No me interesa dar un manual de cómo se debe reaccionar ante algo, exploto lo que hay a mi alrededor y darme cuenta con que me involucro. He visto otra actitud, una relación de ignorar al otro y hacer como que no existe me llama la atención, cosas que se repiten una y ultra vez en todas partes del mundo. Se repiten en Copenhague o Tokio.
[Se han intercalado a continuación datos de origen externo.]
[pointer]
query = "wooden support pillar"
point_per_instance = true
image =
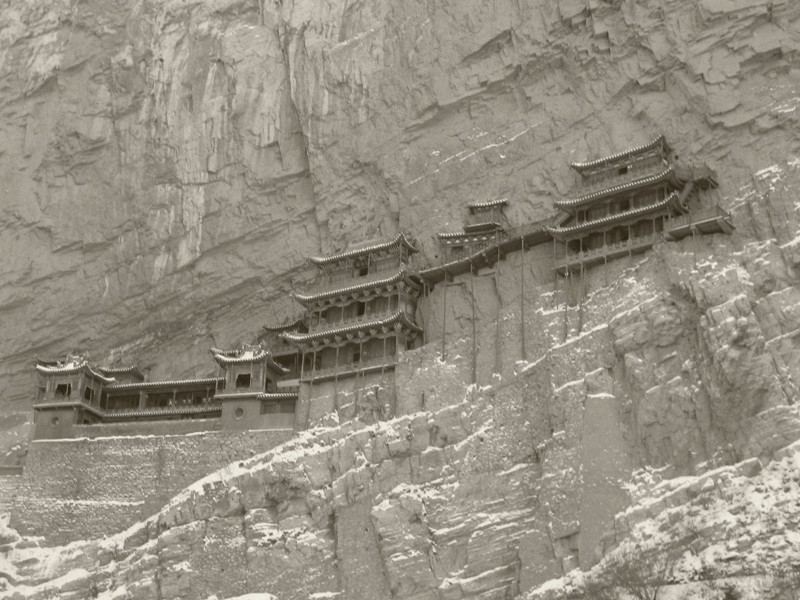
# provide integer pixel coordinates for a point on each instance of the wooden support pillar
(302, 363)
(522, 300)
(497, 325)
(474, 342)
(383, 359)
(444, 316)
(629, 241)
(336, 382)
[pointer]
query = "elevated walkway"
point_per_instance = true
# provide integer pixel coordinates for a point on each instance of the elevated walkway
(490, 252)
(711, 220)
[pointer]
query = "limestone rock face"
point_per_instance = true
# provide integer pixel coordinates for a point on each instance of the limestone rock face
(167, 167)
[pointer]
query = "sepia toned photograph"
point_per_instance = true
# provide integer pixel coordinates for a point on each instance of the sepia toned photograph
(399, 299)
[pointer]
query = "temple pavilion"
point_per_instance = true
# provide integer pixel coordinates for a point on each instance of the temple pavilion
(72, 392)
(248, 394)
(359, 312)
(628, 202)
(252, 399)
(485, 225)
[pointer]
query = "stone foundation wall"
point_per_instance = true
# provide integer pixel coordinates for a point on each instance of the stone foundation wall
(369, 397)
(84, 488)
(147, 428)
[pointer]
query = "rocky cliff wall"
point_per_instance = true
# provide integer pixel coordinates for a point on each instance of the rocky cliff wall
(168, 166)
(89, 488)
(684, 358)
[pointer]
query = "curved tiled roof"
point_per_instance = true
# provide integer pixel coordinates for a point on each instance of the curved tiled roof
(277, 396)
(399, 316)
(293, 326)
(611, 219)
(144, 385)
(400, 239)
(73, 364)
(129, 370)
(583, 166)
(399, 275)
(161, 412)
(487, 204)
(245, 355)
(467, 236)
(630, 185)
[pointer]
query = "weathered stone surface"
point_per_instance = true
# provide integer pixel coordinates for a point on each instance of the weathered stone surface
(167, 166)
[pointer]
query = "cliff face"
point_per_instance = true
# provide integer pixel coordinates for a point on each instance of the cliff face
(168, 166)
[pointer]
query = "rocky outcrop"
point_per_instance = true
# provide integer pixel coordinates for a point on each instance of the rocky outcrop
(169, 165)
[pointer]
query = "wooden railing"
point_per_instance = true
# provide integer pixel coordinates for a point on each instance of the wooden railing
(699, 216)
(635, 243)
(347, 368)
(317, 324)
(613, 180)
(325, 283)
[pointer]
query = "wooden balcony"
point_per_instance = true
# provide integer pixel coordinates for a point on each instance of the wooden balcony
(367, 365)
(710, 220)
(612, 179)
(636, 245)
(322, 324)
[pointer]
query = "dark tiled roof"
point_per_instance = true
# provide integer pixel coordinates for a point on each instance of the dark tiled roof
(487, 204)
(672, 199)
(403, 273)
(299, 323)
(583, 166)
(146, 385)
(245, 355)
(130, 370)
(668, 173)
(399, 316)
(400, 239)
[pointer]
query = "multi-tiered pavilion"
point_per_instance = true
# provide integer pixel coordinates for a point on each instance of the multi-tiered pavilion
(484, 226)
(628, 202)
(360, 314)
(72, 393)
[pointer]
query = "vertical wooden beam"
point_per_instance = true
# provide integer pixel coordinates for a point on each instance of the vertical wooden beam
(522, 299)
(474, 343)
(444, 315)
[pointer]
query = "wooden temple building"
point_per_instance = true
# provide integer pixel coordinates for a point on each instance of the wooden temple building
(72, 392)
(251, 398)
(485, 225)
(359, 312)
(628, 202)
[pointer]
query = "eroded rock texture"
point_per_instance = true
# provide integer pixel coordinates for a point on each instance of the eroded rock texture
(167, 166)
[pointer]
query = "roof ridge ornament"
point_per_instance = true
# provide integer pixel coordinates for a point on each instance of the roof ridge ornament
(580, 167)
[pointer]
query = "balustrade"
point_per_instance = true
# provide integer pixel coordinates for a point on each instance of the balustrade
(613, 179)
(378, 361)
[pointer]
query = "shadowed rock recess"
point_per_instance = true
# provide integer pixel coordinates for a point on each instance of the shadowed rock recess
(167, 166)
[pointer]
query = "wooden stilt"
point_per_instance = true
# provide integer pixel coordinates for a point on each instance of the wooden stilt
(522, 301)
(474, 343)
(444, 316)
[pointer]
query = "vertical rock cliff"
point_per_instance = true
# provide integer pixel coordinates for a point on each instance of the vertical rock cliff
(167, 167)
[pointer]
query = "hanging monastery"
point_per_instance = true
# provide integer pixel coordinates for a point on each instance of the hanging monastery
(361, 314)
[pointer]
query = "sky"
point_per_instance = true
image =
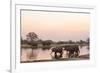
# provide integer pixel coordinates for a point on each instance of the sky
(56, 26)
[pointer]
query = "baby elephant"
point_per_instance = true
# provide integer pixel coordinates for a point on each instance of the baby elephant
(72, 51)
(57, 50)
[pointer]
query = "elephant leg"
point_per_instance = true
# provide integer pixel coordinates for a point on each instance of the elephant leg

Por eso he centrado mi trabajo artístico en esa contradicción que hace que se ignoren unos a otros, de eso hablan mis silencios expuestos en el Zócalo y que han recorrido 13 ciudades del mundo.
-¿De psicólogo a artista?
-Yo me estaba preparando para estudiar sicología pero al mismo tiempo estudiaba arte: una vez me pregunté si quería ser un sicólogo aficionado al arte frustrado o quería ser un artista aficionado al arte feliz y la decisión fue muy fácil.
– ¿Es espiritual?
– Sí, mucho.. Y si por espiritual entendemos una reflexión profunda de lo que vives y de lo que te rodea y eso para hacer un análisis profundo de tí mismo.
-Si el título de la obra es Nuestros Silencios, te imaginas expuestas tus esculturas en zonas dominadas por el narcotráfico, como Matamoros?
-En este momento no me las imagino porque cuando las hice hablaban de otro contexto; se trata de una obra que quiere hablar de todos, de algo que nos pasa a todos y no de algo que hacen unos cuantos. Ese problema no es de silencio porque todo mundo nos quejamos, ese asunto es de oídos, de escuchar al Otro. Es una falta de acción. Para hablar del narcotráfico las esculturas ahí entonces debieran tener las orejas tapadas, no la boca.
–¿Qué lugar te gusta de la ciudad?
-Tlatelolco, después del monumento a la Revolución, pues es un buen resumen del DF, un buen resumen de un lugar que a la gente le gusta vivir mucho.